Support Network – Family, Friends and Fiancé

It takes a lot to open up, especially to loved ones. The shame, the guilt and constant self-loathing over things I have done in my past, fuelled by my bipolar. It’s not just the depression that leaves your life in pieces; the hypomania creates a big dent too. I’ve never really spoken about it to anyone in my family, as I always felt like I’d let them down. I’d already put them through enough and there was already lots going on for them as well, without adding my problems to the mix.

I’ve said the odd thing when they’ve asked and that’s about it. It’s still often clear that they don’t quite grasp what I’ve been though; or how my illness affects my life on a daily basis. It’s partly my fault as I’ve always tried to hide my feelings behind smiles and jokes. To meet me, you would think I am perfectly “normal” with no worries in the world (which people have remarked), but then that’s the problem with mental health; it’s not always visible. Unless you live with it 24/7 no one really knows what goes on behind closed doors.

This is the most l’ve opened up about myself, other than to an old on/off friend with a similar illness. In the past friends seem to come for the good times (the hypomanic girl who’s fun to be with, a laugh, up for anything) and disappear when the bad sets in. The missed events you really want to go to and have every intention of going to; but the thought of social interaction, sensory overload and busy places is so overwhelming, that you end up cancelling. This followed by the isolation you feel, as you soon discover there are only so many times you can cancel events, before the invitations stop coming. I’ve found it easier, not to make any new friends, as it hurts too much to lose them. As a result, I’ve kept this part of myself from family and friends to help save myself from any more upset.

But when I met my loving partner and soon to be husband Malcolm, 10 years ago, I decided to be upfront and tell him everything about my bipolar; the good, the bad and the ugly. I knew it might put him off, but I didn’t want it to be a surprise later on, possibly ending in heartbreak for the both of us. But he didn’t run a mile and Malcolm has been my main support throughout the last ten years; not my rock, but a seed in my recovery. With his encouragement and support I was able to complete my floristry training and went on to do part-time work from home. I also had the chance to get involved with a school project where he worked, to help transform the school gardens.

For all the support he has given me, I would like to think that I have had a positive impact on him too. He openly admits that other than being a groundsman for a short while (his main interest being having the perfect lawn; and ironically still is), his interest for plants and gardening was limited. He now has an interest and love of plants that he suggests is on par with my own; but his constant budget monitoring over buying every plant he sees and falls in loves with, would suggest otherwise. He says I was the inspiration behind creating an Outdoor Learning Area at his place of work, to encourage school children to take part in gardening. I was on hand to lend my support and advice for developing the project and was pleased to see the excitement of the children he was supporting; when they took part in a garden design competition run by the Royal Horticultural Society.

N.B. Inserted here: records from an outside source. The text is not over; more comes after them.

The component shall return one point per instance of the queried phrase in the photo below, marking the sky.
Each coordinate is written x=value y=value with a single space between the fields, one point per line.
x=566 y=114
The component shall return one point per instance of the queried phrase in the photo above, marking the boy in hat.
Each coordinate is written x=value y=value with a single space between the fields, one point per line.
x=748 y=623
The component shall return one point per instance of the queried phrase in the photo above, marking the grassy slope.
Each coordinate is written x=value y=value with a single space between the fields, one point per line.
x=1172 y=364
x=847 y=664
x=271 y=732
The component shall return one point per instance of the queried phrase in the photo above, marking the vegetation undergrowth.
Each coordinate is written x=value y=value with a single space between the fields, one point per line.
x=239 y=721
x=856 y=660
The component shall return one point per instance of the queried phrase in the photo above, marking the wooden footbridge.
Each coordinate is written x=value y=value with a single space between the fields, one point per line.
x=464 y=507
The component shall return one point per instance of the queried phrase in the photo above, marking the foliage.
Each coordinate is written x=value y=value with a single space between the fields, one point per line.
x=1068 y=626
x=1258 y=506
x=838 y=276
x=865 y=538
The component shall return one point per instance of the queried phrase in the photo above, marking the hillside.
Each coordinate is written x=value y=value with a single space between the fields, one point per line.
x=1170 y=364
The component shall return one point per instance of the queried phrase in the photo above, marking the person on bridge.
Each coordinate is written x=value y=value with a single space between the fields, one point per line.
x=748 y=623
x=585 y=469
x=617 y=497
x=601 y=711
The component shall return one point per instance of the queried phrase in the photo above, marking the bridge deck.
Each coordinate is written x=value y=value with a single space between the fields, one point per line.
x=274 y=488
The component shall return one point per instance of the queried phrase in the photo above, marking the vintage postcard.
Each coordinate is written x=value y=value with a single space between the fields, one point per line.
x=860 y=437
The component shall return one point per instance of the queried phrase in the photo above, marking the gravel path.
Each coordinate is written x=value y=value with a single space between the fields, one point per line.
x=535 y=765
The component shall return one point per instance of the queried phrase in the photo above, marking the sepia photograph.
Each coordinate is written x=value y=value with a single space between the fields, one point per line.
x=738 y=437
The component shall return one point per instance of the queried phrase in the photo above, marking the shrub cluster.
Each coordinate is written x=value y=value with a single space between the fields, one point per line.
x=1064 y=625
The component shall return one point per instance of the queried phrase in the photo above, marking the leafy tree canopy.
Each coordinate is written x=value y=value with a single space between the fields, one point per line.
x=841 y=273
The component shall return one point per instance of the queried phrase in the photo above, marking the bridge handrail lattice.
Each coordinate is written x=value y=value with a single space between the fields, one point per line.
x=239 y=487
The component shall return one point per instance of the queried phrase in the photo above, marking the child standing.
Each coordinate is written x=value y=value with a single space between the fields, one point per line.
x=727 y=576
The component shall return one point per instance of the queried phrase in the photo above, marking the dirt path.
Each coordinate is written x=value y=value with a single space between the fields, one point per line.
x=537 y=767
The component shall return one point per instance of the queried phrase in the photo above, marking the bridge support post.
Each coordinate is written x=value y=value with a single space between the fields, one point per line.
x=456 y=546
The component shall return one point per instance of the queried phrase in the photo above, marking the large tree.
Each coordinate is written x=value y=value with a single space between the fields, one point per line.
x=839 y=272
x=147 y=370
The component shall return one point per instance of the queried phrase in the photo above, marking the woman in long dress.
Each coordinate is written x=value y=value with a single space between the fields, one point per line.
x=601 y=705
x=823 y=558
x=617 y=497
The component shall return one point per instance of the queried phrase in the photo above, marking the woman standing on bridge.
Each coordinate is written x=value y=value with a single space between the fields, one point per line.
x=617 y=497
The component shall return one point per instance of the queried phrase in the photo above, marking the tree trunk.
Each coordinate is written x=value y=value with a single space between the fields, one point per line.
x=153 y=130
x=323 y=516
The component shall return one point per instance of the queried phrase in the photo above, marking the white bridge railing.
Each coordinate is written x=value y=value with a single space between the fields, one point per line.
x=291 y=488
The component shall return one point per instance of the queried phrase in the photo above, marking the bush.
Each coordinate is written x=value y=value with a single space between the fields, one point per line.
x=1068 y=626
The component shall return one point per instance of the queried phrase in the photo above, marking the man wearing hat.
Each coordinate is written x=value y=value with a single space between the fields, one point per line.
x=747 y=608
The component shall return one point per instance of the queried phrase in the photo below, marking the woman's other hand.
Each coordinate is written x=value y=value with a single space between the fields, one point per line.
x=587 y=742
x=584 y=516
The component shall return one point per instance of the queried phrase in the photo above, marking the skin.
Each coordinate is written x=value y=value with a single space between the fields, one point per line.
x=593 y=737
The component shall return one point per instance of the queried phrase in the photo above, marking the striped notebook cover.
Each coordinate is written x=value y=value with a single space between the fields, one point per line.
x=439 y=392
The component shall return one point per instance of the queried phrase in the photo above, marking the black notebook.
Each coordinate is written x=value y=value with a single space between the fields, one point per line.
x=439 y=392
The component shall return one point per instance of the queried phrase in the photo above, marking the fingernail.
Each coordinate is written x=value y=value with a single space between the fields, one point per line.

Back home, we both now enjoy developing our own garden and looking for ways to improve our little tropical paradise. I’ll be talking about how we created our garden in our new build property when we first moved in, five years ago, in my next blog. Right now I just wanted to introduce you to my life and gardening partner, so that he doesn’t feel left out and that I am taking all the credit! On a serious note, I don’t think I’d be here today without him. It’s not always been easy; it’s been a learning curve for both of us. Most of our time together I’ve been stable, so when I had an episode a couple of years ago (from which I’m still recovering) it was a shock for us both. That said, he’s still here and we now take each day as it comes and enjoy each other’s company. I feel so lucky to have found him and love him with all of my heart. To my future husband; thanks for being there and I can’t wait to be your wife.